La condition de l’homme ne peut pas être comparée du même point de vue que celle de la bête. Voir le fragment Contrariétés 10 (Laf. 127, Sel. 160). La nature de l’homme se considère en deux manières, l’une selon sa fin, et alors il est grand et incomparable ; l’autre selon la multitude, comme on juge de la nature du cheval et du chien par la multitude, d’y voir la course et animum arcendi, et alors l’homme est abject et vil. Et voilà les deux voies qui en font juger diversement et qui font tant disputer les philosophes.
Ce dernier fragment indique clairement ce que Pascal estime être la « vertu » des bêtes, dans la course et animum arcendi.
L’édition de Port-Royal déforme l’original : au lieu de les bêtes ne s’admirent point, elle propose un cheval ne cherche pas à se faire admirer de son compagnon.
L’étude de Vandenbussche Hanna, “Pascal. Deux interprétations de l’admiration”, in Michon Hélène et Pavlovits Tamás, La sagesse de l’amour chez Pascal, Paris, L’Harmattan, 2016, p. 113-133, ne paraît pas avoir pris cet aspect du problème de l’admiration en compte.
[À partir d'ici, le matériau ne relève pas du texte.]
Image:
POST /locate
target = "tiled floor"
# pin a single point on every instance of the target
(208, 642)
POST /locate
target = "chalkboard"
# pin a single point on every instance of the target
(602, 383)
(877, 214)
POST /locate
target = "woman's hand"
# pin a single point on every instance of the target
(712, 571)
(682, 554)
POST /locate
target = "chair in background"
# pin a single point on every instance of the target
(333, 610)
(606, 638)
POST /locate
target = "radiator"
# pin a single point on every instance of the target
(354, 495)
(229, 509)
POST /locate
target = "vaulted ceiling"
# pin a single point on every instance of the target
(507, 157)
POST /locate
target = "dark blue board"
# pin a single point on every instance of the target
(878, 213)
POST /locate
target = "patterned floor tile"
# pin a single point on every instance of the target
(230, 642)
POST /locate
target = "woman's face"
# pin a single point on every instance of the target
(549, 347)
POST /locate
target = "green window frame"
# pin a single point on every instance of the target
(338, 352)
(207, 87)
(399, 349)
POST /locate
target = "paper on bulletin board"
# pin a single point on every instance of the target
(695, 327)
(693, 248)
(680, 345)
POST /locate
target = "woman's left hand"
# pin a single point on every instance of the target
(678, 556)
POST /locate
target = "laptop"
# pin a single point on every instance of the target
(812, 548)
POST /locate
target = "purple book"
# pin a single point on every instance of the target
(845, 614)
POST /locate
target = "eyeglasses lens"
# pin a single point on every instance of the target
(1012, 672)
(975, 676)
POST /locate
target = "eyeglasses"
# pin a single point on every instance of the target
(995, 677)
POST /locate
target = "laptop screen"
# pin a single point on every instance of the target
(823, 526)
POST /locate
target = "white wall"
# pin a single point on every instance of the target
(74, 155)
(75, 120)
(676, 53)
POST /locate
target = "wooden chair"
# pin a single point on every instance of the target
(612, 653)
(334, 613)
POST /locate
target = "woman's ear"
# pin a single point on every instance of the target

Ce n’est pas qu’il n’y ait entre eux de l’émulation à la course, mais c’est sans conséquence car, étant à l’étable, le plus pesant et plus mal taillé n’en cède pas son avoine à l’autre,
Être taillé… : être fait d’une certaine manière. Être mal taillé : être constitué de manière mal proportionnée.
L’émulation à la course est l’un des signes que l’on invoque pour accorder aux chevaux une dignité supérieure aux autres animaux.
Pascal ne semble pas contester la réalité de cette émulation à la course. Mais il la réduit à une pure conduite mécanique, sans signification morale ni psychologique : le cheval court, mais sans fin réelle : il ne s’agit pas pour lui comme pour l’homme de gagner quelque chose en courant plus vite que les autres. Qu’il soit ou non le premier à la course, il recevra son picotin une fois revenu à l’étable, sans qu’un plus rapide puisse l’en priver. Et par conséquent lorsqu’à la course il arrive après son concurrent, le cheval ne perd rien.
comme les hommes veulent qu’on leur fasse.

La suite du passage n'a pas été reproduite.